Bei der Süddeutschen Zeitung hat zudem Kurt Kister den Newsletter als sein eigenes Königreich entdeckt, was jeden Dienstag inzwischen zu großartigen Texten und zu einer wachsenden Fan-Gemeinde führt. Nebenbei zeigt der Kister-Newsletter auch, dass man einen solchen Brief an die Leser durchaus als Verkaufsargument verwenden kann.
Würde ich jemals auf den Gedanken kommen, mein SZ-Abo zu kündigen, müsste mir der Vertrieb nur freundlich unter die Nase reiben, dass damit auch meine Kister-Texte nicht mehr kämen (die sind Abonnenten vorbehalten). Es gibt mittlerweile einiges in der SZ, worauf ich verzichten könnte. Auf meinen Dienstags-Kister aber auf wirklich gar keinen Fall!
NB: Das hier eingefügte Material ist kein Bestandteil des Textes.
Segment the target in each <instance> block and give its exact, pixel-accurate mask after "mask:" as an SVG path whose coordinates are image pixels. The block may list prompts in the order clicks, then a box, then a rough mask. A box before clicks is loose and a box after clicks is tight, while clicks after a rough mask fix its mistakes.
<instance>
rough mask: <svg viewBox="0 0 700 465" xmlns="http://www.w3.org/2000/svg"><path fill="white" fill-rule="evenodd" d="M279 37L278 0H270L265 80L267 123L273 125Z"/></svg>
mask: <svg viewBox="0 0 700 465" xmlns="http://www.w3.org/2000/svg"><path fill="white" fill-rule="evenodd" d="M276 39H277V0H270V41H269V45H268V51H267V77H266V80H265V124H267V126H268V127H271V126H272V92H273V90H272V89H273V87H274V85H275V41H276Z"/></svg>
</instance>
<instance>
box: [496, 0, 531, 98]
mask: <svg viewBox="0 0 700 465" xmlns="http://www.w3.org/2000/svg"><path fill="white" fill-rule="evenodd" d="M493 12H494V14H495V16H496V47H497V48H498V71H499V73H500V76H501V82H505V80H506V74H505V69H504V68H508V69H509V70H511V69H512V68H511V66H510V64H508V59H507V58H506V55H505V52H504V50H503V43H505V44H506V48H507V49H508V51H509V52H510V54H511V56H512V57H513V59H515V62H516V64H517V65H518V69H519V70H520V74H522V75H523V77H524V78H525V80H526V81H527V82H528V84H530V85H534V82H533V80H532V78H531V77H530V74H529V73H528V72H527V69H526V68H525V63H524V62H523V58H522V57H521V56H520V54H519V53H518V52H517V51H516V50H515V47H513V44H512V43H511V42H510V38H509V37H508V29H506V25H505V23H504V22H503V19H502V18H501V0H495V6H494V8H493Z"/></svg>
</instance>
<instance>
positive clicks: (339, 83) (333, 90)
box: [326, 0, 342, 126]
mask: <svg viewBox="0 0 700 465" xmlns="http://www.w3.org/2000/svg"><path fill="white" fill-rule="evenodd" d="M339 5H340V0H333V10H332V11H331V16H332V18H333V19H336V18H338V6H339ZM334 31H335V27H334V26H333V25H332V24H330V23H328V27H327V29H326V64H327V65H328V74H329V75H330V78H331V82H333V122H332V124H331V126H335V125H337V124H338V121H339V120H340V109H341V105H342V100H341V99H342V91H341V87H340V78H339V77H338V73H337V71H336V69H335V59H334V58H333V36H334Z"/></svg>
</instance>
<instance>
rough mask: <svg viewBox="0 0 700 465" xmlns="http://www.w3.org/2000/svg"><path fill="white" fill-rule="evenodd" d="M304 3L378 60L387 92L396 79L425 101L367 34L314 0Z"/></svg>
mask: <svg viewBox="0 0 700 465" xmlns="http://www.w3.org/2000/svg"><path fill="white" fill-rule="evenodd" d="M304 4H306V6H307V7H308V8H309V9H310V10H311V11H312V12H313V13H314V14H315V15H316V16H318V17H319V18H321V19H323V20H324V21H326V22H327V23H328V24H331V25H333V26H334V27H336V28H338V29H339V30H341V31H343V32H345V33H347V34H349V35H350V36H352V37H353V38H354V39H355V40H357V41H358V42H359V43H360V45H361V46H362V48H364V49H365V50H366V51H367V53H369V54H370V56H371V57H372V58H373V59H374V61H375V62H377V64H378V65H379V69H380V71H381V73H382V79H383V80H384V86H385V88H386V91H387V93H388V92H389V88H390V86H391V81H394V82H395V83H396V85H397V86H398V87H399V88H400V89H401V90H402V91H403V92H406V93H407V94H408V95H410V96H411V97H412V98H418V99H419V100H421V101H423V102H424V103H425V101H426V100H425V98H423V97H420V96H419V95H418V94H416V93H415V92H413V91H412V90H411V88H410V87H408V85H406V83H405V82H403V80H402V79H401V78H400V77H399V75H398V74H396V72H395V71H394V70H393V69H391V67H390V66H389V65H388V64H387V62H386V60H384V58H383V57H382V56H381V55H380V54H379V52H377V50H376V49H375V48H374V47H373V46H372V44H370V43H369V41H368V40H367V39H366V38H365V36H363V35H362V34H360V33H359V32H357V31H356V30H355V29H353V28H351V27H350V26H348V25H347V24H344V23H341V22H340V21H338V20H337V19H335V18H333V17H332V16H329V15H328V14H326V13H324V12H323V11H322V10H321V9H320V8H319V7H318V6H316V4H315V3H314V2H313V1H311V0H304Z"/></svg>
Die klassische News-Site ist ein Auslaufmodell
Dagegen Websites: Man will sie ja nicht abschaffen, aber gegen einen Newsletter wirken sie wie ein alter Dampfer gegen ein Schnellboot. Wollen also wiederum die klassischen News-Sites und ihre Herausgeber überleben, müssen sie sich von der Idee der Nachrichtenseite mit ausschließlich entsprechenden Inhalten verabschieden. Die besseren unter ihnen tun auch schon genau das: Ob New York Times, Spiegel oder Süddeutsche, sie alle ähneln inhaltlich deutlich mehr klassischen Magazinen. Damit lässt sich sogar Geld verdienen, bei der unvermeidlichen New York Times kann man sogar das Kreuzworträtsel und Kochrezepte gegen Aufpreis abonnieren.